The NGOs recently published a report ‘A Matter of Taste – The Impact of Certification Systems’, claiming ethical certification programs are the “most credible assurance against forced, child and trafficked labor”.
However, the NGOs note more than 2m children are currently working as laborers on West African cocoa farms despite the existence of certification.
Advocating against slavery
Head of the confectionery sector at the Australian Industry Group, Tim Piper, said: “Some companies such as Nestlé have already moved to totally certified cocoa in their Australian retail chocolate products, while all other majors have committed to either full certification or sustainability and support in the near term.
“It is in the best interests of both the cocoa growers and their communities and the Australian chocolate industry for us to strongly advocate against slavery and to help create a long-term and successful cocoa growing industry” he said.
Nestlé already manufactures Australian-produced chocolate and beverages using 100% UTZ Certified cocoa.
Ferrero, Lindt and Mars hope to reach 100% ethically sourced cocoa for Australian-made products by 2020.

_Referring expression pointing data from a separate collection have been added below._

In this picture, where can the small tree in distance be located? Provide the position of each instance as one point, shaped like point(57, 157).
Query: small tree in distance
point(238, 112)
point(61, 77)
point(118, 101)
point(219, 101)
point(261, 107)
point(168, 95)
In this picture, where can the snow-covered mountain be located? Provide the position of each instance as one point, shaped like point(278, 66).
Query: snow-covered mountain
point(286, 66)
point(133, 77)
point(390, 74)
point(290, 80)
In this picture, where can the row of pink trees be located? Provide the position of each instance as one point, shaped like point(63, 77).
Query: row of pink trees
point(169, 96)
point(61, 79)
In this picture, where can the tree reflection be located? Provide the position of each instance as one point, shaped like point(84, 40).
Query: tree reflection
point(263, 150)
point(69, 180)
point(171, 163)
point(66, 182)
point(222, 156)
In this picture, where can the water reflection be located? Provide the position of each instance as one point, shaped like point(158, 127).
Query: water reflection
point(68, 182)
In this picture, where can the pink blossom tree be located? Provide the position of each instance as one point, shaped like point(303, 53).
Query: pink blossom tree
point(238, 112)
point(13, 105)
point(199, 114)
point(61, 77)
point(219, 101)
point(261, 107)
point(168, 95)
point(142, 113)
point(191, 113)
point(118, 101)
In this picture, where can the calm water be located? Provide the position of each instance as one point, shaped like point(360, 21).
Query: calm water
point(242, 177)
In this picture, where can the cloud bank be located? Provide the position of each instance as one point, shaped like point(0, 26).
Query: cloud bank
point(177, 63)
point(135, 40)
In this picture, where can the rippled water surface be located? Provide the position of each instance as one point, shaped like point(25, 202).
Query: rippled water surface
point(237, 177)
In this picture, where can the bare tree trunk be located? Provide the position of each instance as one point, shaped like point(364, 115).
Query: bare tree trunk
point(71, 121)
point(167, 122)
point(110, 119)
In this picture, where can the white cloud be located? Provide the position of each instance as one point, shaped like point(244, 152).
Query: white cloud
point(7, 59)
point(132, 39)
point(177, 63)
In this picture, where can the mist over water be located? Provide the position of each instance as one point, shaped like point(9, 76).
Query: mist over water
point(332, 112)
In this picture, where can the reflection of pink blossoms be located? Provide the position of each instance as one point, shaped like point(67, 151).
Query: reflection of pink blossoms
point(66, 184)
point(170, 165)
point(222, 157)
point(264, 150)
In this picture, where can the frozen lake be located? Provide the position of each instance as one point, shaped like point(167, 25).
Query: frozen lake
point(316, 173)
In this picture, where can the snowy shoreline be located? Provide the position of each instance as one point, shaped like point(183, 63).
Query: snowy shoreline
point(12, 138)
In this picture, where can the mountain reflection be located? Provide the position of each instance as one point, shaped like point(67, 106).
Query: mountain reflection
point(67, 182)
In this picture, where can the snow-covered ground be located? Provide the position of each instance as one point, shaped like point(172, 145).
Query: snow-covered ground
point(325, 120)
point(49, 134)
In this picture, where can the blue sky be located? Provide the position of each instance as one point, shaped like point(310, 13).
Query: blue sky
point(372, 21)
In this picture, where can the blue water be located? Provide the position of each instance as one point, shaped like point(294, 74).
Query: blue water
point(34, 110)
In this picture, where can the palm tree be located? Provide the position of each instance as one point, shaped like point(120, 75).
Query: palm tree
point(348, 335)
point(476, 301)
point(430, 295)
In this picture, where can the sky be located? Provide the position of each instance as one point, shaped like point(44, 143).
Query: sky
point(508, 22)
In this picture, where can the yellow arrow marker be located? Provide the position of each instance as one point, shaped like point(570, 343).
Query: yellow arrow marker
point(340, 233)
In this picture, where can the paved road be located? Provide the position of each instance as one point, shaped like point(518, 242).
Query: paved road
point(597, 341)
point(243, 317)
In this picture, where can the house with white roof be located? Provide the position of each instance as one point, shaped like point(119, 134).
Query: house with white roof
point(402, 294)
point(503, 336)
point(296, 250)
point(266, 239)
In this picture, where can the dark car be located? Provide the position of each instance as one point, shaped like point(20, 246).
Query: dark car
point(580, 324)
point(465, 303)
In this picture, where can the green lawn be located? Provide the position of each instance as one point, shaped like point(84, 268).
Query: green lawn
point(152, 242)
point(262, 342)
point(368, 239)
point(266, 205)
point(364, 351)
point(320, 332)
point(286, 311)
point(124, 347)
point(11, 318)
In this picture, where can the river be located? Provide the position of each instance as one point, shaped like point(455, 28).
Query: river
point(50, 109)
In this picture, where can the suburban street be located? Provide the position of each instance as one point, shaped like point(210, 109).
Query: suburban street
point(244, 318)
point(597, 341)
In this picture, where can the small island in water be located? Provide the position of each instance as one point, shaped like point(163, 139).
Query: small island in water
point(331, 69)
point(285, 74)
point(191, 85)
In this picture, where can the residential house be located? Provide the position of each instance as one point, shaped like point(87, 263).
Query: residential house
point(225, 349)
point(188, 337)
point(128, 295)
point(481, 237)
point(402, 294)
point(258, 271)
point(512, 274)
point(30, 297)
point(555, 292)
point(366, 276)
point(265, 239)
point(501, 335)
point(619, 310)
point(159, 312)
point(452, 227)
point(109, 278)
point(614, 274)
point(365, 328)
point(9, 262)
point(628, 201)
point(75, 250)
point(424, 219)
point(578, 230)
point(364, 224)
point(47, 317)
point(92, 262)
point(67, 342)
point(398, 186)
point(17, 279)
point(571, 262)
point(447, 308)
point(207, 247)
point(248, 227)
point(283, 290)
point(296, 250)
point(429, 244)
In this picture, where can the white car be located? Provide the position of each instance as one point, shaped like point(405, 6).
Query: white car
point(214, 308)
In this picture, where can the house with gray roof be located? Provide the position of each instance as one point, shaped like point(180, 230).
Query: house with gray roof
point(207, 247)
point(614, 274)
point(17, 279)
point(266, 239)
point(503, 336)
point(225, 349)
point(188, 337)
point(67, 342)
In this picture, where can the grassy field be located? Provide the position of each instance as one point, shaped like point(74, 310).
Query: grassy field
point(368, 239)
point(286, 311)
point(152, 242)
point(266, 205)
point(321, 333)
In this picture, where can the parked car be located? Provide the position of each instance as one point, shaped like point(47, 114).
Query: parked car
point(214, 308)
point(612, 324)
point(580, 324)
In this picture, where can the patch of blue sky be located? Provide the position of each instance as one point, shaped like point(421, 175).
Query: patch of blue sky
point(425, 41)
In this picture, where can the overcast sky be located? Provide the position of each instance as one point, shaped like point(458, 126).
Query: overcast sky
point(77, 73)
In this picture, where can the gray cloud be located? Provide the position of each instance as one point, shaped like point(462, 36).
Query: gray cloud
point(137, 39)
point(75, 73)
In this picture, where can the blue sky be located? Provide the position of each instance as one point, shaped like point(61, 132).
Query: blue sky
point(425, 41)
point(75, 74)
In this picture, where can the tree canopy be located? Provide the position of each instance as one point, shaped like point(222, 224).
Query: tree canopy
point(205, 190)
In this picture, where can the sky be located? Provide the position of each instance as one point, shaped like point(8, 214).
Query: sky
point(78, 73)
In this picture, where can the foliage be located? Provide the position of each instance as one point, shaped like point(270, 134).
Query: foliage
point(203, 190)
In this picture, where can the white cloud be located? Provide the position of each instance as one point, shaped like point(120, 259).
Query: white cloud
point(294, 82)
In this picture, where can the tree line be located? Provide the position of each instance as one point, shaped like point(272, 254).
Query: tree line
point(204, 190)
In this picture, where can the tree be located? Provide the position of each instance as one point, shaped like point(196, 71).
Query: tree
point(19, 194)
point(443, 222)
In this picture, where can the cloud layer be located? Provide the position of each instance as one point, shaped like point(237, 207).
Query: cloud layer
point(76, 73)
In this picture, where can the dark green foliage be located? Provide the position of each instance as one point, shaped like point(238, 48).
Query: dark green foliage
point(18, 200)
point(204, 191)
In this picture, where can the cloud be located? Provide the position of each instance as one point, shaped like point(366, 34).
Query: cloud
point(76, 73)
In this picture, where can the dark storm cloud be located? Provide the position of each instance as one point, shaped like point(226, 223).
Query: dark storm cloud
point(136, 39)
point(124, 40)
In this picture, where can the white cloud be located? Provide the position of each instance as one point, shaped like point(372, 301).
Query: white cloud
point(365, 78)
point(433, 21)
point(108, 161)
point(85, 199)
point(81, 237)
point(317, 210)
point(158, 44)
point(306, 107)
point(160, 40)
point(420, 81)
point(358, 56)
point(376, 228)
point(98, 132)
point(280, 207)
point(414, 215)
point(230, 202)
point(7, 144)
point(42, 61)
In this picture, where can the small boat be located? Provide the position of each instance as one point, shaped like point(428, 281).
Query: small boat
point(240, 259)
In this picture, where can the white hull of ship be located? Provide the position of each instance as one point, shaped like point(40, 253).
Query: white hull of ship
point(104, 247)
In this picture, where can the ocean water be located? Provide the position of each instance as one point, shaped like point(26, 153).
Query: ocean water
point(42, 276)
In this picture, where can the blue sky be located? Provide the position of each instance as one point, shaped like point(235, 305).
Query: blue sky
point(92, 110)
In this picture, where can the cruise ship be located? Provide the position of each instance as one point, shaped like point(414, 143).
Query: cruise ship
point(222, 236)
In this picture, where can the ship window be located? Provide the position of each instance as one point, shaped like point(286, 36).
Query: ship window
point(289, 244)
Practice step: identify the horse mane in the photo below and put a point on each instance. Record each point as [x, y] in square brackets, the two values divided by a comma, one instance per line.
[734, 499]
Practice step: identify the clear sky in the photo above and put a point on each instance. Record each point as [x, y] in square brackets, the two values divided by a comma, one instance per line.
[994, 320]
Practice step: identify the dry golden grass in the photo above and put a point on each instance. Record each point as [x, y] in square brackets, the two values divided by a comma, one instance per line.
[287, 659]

According to AI Group, Cadbury owner Mondelēz has also pledged all Australian-manufactured goods will use only sustainable cocoa. However, Mondelēz has not committed publicly to a deadline.
Haigh's Chocolates currently uses 80% UTZ Certified cocoa and hopes to reach 100% by 2018.
NGO report findings
The NGO-backed report concludes: “There is not much difference between the certifications when it comes to human trafficking prevention, identification and remediation. Each has excellent codes of practice and policy aligning with United Nations’ Protocols and International Standards.”
The report estimates the average Ivorian cocoa farmer earns $0.50 a day and $0.84 in Ghana. The World Bank revised the international poverty line to $1.90 a day in October last year.